Eventually I’d have complete sub components that I could put together to make the actuator. I’d also produce mfg drawings from here.

Is there a video tutorial that would provide some guidance on these processes? Thanks in advance for the help.

First of all, just plain avoid the .IGES format. Nothing is joined as you saw. I’m not sure why people still use this.

Secondly, get another export using the .STEP format and everything that was joined will stay joined. Even better, the STEP format is 100% NURBS and will act and edit just like native Rhino geometry. You will love it!

OK. I will see if I can get it in .stp format. Thanks for the tip.

You’re not going to get STEP from SketchUp. It’s just a mesh modeler intended for visualization. In that sense it is not a CAD application that makes models you can manufacture.

On tech support, you mentioned someone had remodeled everything in SolidWorks.
Rhino can Open/Import SolidWorks Part and Assembly files. These will import as joined polysurfaces. Watch out that SolidWorks and Rhino use different coordinate systems.
Rhino uses Z-up and SW uses Y-up.

Understood that I can’t go get a step file form SU. I am going to ask my friend to send me a .stp file instead of the igs file. That will be “attempt 1”. Are you saying I am better off asking for/opening the part and assembly files?

From SolidWorks you can export STEP or their native Part files. Try both and see what works better for you.

.sldprt format, right?

Yes, SolidWorks SLDPRT and SLDASM files

Success! I was wrong - they were using ProE.

They sent the .stp, I opened it (got a warning about faces which I’d like to better understand).

I changed to shaded view. I clicked on the ass’y and it was all one part. I used the explode command. It looks like it exploded it “one level” and I have the individual parts/components that make up the actuator.
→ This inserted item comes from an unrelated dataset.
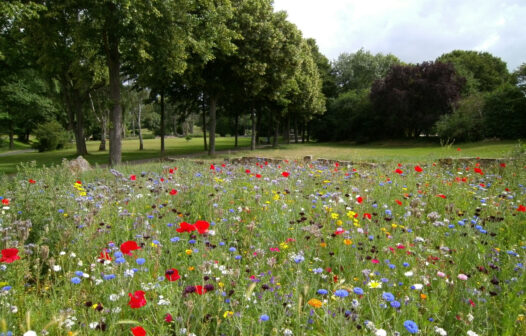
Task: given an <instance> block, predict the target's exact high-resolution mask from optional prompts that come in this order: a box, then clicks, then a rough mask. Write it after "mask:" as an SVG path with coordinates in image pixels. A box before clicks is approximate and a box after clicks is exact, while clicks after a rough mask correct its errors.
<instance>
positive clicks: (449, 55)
mask: <svg viewBox="0 0 526 336" xmlns="http://www.w3.org/2000/svg"><path fill="white" fill-rule="evenodd" d="M436 61H437V62H443V63H451V64H453V65H454V66H455V69H456V71H457V73H458V74H459V75H460V76H462V77H464V78H466V80H467V82H466V87H465V90H464V92H465V94H470V93H474V92H490V91H493V90H495V89H496V88H498V87H499V86H500V85H502V84H504V83H507V82H508V81H509V80H510V74H509V72H508V69H507V67H506V63H505V62H503V61H502V60H501V59H500V58H498V57H496V56H493V55H491V54H490V53H488V52H479V51H473V50H454V51H452V52H449V53H447V54H443V55H441V56H440V57H438V58H437V59H436Z"/></svg>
I’ll work with this a bit and see what happens. Thanks again.

I have a couple other questions about will post those elsewhere to keep this a clean thread for future searches.
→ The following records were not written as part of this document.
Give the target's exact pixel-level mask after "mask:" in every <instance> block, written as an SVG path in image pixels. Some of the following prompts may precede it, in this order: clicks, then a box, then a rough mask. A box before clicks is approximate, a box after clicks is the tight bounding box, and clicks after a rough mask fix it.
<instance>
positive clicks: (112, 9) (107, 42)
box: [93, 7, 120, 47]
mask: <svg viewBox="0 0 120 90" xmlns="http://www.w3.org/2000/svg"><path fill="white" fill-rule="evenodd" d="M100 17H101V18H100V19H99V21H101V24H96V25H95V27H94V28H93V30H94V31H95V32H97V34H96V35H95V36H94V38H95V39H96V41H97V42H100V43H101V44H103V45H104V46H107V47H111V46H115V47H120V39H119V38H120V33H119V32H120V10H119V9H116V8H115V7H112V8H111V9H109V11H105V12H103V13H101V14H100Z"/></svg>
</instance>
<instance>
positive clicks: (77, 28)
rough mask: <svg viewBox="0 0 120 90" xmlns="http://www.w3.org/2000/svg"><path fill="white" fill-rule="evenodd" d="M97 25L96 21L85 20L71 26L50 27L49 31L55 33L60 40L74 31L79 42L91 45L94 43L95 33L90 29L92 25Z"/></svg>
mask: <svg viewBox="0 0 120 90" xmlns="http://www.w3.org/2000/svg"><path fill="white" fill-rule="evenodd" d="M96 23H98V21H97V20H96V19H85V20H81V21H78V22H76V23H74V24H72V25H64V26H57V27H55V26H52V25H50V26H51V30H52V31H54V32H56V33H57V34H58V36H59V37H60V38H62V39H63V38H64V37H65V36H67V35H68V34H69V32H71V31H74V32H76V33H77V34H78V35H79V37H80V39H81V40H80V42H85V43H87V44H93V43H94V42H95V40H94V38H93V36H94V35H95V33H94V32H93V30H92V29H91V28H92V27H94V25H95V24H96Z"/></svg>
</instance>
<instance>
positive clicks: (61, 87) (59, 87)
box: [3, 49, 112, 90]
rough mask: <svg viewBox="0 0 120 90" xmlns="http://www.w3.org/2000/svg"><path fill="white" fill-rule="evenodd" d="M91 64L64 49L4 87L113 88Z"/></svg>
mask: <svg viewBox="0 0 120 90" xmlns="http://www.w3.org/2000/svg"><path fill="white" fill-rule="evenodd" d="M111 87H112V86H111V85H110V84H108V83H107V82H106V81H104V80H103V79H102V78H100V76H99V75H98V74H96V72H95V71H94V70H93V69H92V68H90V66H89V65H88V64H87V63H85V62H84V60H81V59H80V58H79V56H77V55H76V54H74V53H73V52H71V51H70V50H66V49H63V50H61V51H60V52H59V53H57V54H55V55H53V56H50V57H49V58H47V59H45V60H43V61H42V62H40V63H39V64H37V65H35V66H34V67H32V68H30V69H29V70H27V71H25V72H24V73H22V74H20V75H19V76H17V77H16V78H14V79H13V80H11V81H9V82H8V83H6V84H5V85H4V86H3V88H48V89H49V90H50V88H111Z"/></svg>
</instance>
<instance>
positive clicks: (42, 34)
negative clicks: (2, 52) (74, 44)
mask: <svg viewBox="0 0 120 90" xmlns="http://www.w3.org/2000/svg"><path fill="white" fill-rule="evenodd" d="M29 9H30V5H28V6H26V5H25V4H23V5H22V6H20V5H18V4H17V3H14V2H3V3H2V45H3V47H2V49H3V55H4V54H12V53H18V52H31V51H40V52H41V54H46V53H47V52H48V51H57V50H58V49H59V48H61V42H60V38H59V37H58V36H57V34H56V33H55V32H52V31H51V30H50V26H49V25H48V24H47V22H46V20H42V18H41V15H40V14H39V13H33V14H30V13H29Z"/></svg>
@chuck might chime in here to explain all the details (since the help file doesn’t really explain all that much, @margaret) but I would venture to say that Rhino needs to check if edges are shared between faces of a polysurface to the tolerance that either is in the STEP file itself (when opening) or in your Rhino template (when importing). This might lead to long loading times and as such you could opt to not join faces of a single polysurface (giving you the same as an IGES would), or set a limit to how many faces should be joined. I’ve imported STEP files into Rhino for a long time and never had to change the defaults. So my advice is to stick to these defaults.

An assembly in STEP format is added to the Rhino document as a block with nested blocks (children). I’ve never understood why that is this way as a block is a way to reduce file size and computation loads when you have identical objects in different locations (translations and rotations). When importing a STEP into Rhino, everything is turned into a block (unless you import a single object). To explode all levels at the same time, use the ExplodeBlock command.

Use the ExplodeBlock only (or Select --> Block --> Explode) The standard Explode command will work, but you’ll probably end up exploding the geometry (like I usually do) and then you got big fat mess on your hands.